Colorectal cancer (CRC) is the second most common cancer in Europe and the third largest worldwide, with a rate of age-adjusted incidence in the EU of 46.3 / 100,000 inhabitants in 2012 (Ferlay J. et al., 2013).

Most of CRC patients are older than 60 years at diagnosis, being less common in people under 40 years (Figure 1).

Certain foods, obesity, a sedentary lifestyle, smoking, age, history of colorectal polyps, inflammatory bowel disease and a CRC family history have been identified as major risk factors for CRC.

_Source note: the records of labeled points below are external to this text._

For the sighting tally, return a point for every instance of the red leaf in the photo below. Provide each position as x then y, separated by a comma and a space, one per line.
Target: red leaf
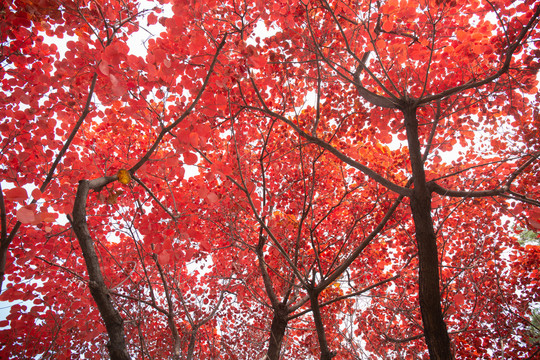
190, 158
164, 257
26, 215
18, 194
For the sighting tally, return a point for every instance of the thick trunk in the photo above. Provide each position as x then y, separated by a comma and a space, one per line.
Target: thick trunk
277, 332
112, 319
435, 332
326, 354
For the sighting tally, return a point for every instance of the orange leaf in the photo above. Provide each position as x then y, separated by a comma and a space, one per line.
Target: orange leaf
190, 158
16, 194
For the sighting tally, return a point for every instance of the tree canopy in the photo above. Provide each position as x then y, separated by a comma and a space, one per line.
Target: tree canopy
229, 179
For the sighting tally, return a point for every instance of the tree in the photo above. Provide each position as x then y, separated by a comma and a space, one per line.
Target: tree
354, 148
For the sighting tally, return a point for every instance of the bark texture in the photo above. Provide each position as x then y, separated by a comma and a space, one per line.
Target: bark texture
435, 331
112, 319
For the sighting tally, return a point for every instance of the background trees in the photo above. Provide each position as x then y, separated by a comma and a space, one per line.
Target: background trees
354, 148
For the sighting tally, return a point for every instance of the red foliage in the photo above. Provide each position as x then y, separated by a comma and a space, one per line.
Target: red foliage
276, 161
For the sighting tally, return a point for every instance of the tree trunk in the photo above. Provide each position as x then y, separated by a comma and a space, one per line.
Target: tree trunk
277, 332
326, 354
112, 319
435, 332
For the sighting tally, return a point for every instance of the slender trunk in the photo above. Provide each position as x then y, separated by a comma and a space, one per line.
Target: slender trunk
192, 341
326, 354
435, 332
277, 332
112, 319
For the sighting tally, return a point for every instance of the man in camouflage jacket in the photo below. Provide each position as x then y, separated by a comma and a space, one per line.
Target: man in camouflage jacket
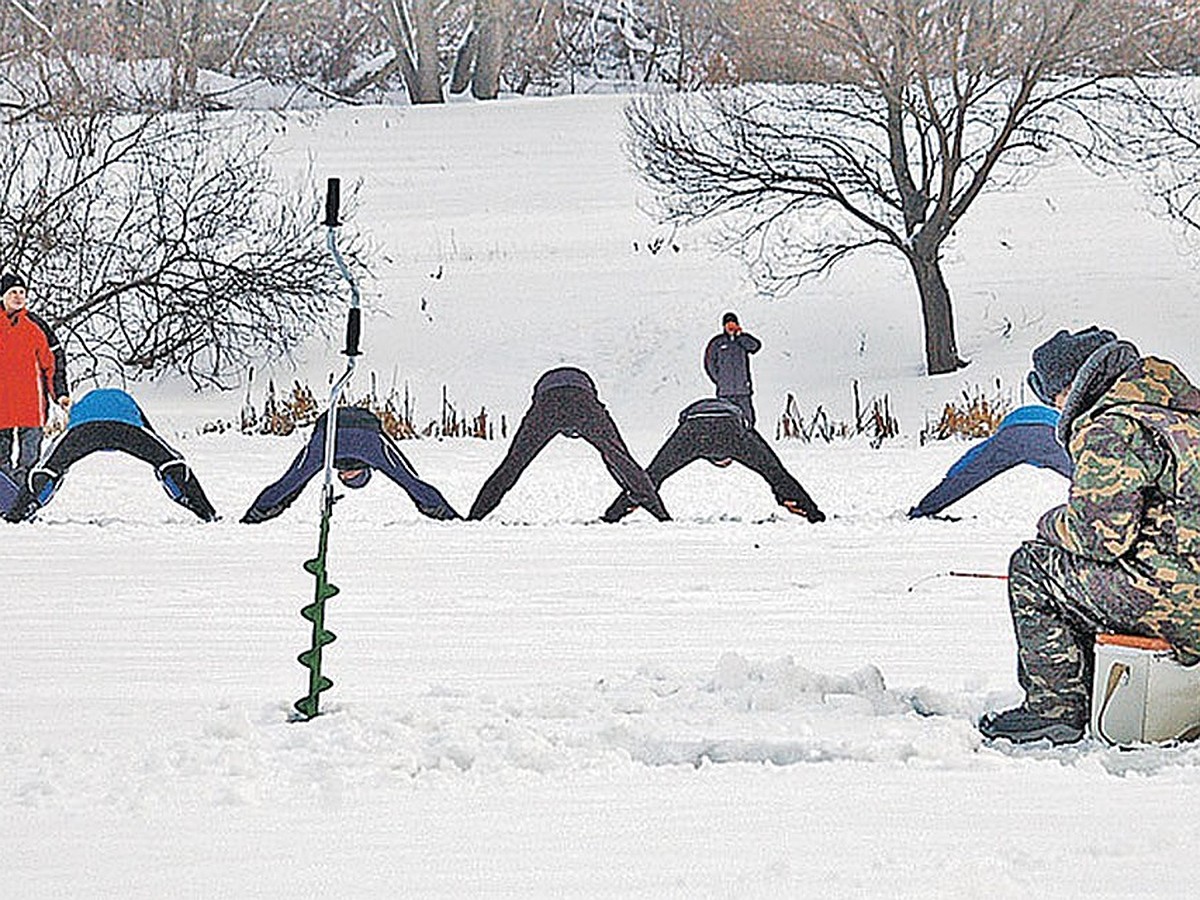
1123, 553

Histologically, adenocarcinoma is the most common type, accounting about 95% of CRC. It is estimated that 20-25% of patients are initially diagnosed with metastatic CRC stadium, and 20-25% of patients with CRC develop metastases during treatment (Schmoll HJ et al., 2012).

When determining the treatment of choice for a patient with CRC there are several factors to consider, such as general health, comorbidities, stage and type of tumor, treatment tolerance and prognostic factors of the patient. Considering the stage of the disease, it can be established the following guidelines (Sobien LH et al., 2009):

• Stage 0: Local excision.
• Stage 1: Wide surgical resection. Resection with anastomosis / colectomy.
• Stage 3: Wide surgical resection and anastomosis / colectomy. It will be evaluated the use of adjuvant chemotherapy based on 5-fluorouracil + radiotherapy (in the case of rectal cancer).
• Stage 4: the treatment comprises different approaches depending on the resectability of the primary tumor and metastases identified. The surgical option, pharmacological and radiotherapy can also be considered from the palliative point of view.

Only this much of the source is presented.